Consider a classical algorithm for the counting problem which samples uniformly and independently $$k$$ times from the search space, and let $$X1, \dots, X_k$$ be the results of the oracle calls, that is, $$X_j = 1$$ if the $$j$$th oracle call revealed a solution to the problem, and $$X_j = 0$$ if the $$j$$th oracle call did not reveal a solution to the problem. This algorithm returns the estimate $$S \equiv N \times \sum_j X_j/k$$ for the number of solutions to the search problem. Show that the standard deviation in $$S$$ is $$\bigtriangleup S = \sqrt{ M(N − M)/k }$$.

The question goes on but I'm already stuck here. To get to the standard deviation first I'm trying to calculate the variance via:

$$\Var(S) = \expectation{S^2} - \expectation{S}^2 \tag1\label1$$ $$\expectation{S} = N \times \sum_j \expectation{X_j}/k = \frac{N}{k} \sum_{j=1}^k \frac{M}{N} = M \tag2\label2$$

Therefore $$S$$ is an unbiased estimator of M.

Now:

$$\expectation{S}^2 = \expectation{\left( N \times \sum_j X_j/k \right)^2} = \frac{N^2}{k^2} \expectation{\left( \sum_j X_j \right)^2} = \frac{N^2}{k^2} \sum_{i=1}^k \sum_{j=1}^k \expectation{X_i X_j} \tag3\label3$$

To calculate $$\expectation{X_i X_j}$$ we need to consider 2 cases:

1. $$i=j \implies \expectation{X_i X_i}=P(X_i=1)=M/N \tag4\label4$$
2. $$i \neq j \implies \expectation{X_i X_j}=P(X_i=1, X_j=1)=\frac{M}{N} \frac{M-1}{N-1} \tag5\label5$$

Case 1 happens $$k$$ times, therefore case 2 must happen $$k^2-k$$ times.

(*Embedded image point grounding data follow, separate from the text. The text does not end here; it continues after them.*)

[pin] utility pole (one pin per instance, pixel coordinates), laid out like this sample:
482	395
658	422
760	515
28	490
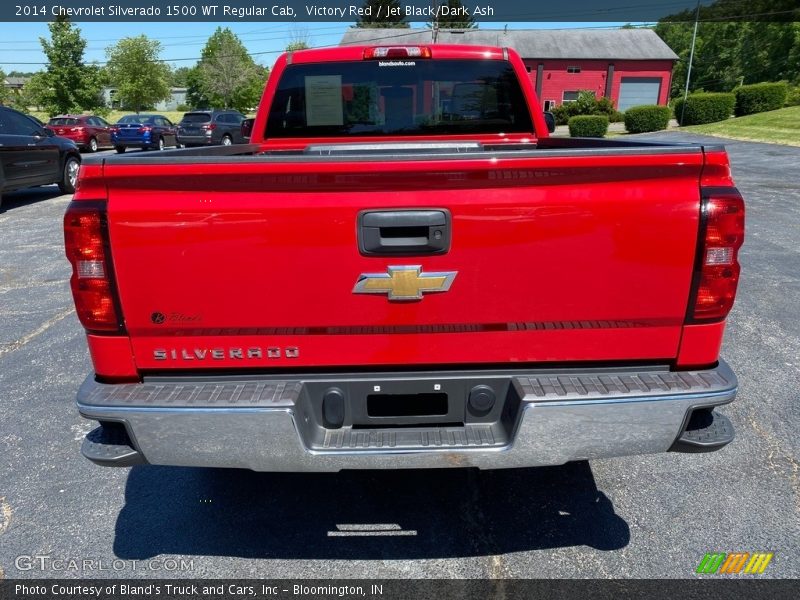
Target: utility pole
691	58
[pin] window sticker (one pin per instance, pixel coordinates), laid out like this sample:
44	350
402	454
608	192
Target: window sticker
324	100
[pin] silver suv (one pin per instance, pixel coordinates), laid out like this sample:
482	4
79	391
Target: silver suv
210	127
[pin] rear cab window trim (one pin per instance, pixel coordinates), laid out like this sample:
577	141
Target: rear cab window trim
425	97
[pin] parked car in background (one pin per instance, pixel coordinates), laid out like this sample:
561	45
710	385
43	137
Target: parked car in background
89	132
211	127
143	131
32	155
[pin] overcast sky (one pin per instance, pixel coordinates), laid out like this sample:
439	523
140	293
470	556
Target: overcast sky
20	49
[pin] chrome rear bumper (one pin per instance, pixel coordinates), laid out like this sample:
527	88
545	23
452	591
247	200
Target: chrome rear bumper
277	423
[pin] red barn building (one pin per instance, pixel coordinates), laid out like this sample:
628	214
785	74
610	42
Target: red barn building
629	66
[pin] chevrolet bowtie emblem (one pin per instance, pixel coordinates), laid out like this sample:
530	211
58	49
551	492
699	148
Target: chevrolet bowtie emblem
404	283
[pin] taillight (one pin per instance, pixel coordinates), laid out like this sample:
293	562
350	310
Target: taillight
92	282
378	52
717	267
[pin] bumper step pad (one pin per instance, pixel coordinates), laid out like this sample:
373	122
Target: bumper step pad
110	446
706	431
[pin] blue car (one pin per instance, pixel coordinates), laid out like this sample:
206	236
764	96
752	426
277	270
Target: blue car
148	132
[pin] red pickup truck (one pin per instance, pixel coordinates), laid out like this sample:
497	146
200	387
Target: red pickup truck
402	269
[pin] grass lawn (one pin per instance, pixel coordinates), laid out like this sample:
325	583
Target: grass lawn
776	126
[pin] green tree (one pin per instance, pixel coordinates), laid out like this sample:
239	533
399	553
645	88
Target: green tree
4	91
69	84
298	39
195	97
34	94
383	14
180	77
452	19
135	70
227	76
731	51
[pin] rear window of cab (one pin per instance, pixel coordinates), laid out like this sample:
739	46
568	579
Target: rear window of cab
398	97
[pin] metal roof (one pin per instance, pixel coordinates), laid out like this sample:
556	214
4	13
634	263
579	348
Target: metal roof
591	44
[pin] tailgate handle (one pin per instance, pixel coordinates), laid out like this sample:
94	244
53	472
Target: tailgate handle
397	232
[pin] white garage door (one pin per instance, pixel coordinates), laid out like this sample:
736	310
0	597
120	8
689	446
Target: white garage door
635	91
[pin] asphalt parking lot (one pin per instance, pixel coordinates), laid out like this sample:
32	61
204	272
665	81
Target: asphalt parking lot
647	516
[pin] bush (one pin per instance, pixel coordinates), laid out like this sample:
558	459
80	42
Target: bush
760	97
588	126
641	119
704	108
793	97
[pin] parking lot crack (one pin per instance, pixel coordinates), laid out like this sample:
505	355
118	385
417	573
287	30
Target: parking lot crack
775	454
19	343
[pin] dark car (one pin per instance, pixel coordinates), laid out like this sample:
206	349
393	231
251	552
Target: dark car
89	132
143	131
210	127
32	155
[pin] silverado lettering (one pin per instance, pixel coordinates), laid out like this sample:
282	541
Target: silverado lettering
467	290
221	353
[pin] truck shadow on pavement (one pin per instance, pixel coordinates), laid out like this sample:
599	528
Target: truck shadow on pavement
363	514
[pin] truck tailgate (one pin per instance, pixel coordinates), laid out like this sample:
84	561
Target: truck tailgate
253	261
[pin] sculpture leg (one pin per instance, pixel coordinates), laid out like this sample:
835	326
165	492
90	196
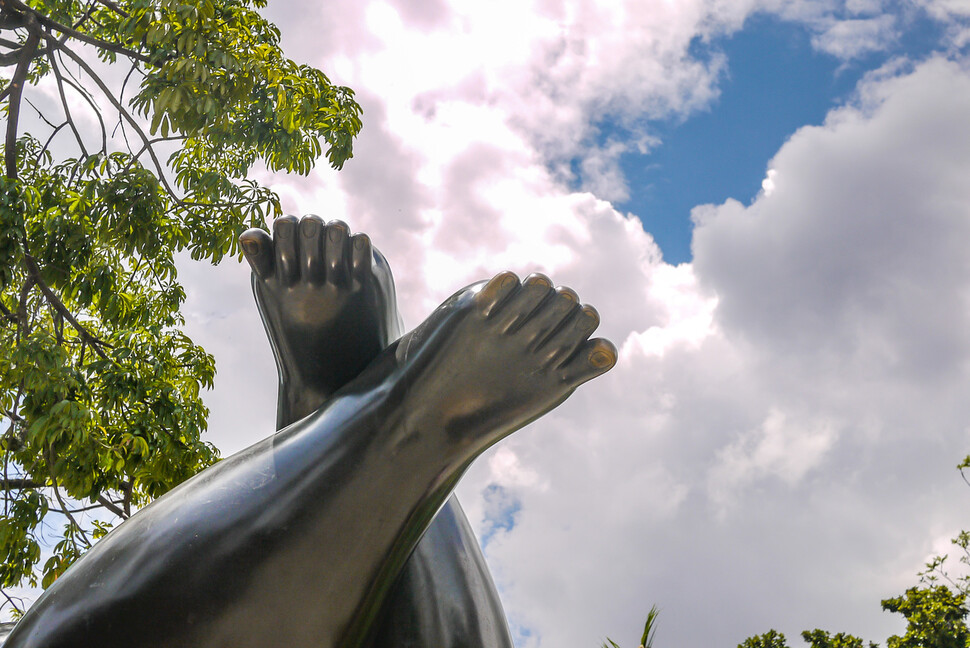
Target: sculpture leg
294	541
327	301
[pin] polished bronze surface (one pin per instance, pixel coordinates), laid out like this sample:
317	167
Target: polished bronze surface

So we have:

$$\expectation{S}^2 = \frac{N^2}{k^2} \left( k \frac{M}{N} + (k^2 - k) \frac{M}{N} \frac{M-1}{N-1} \right) \tag6\label6$$

Putting \eqref{2} and \eqref{6} together, after some tedious algebra I got:

$$\Var(S) = \frac{M}{k} \frac{(N-M)(N-k)}{N-1} \tag7\label7$$

If $$k \ll N$$, then \eqref{7} is close to what is stated in the original question but is not exactly it. Can anyone spot where I made the blunder?

## 1 Answer

Since the classical algorithm samples "uniformly and independently $$𝑘$$ times from the search space", equation $$(5)$$ should be, $$P(X_i=1, X_j=1)= P(X_i=1)P(X_j=1)=\frac{M^2}{N^2}$$ instead. If you substitute $$(5)$$ with this, you would arrive at the book's standard deviation.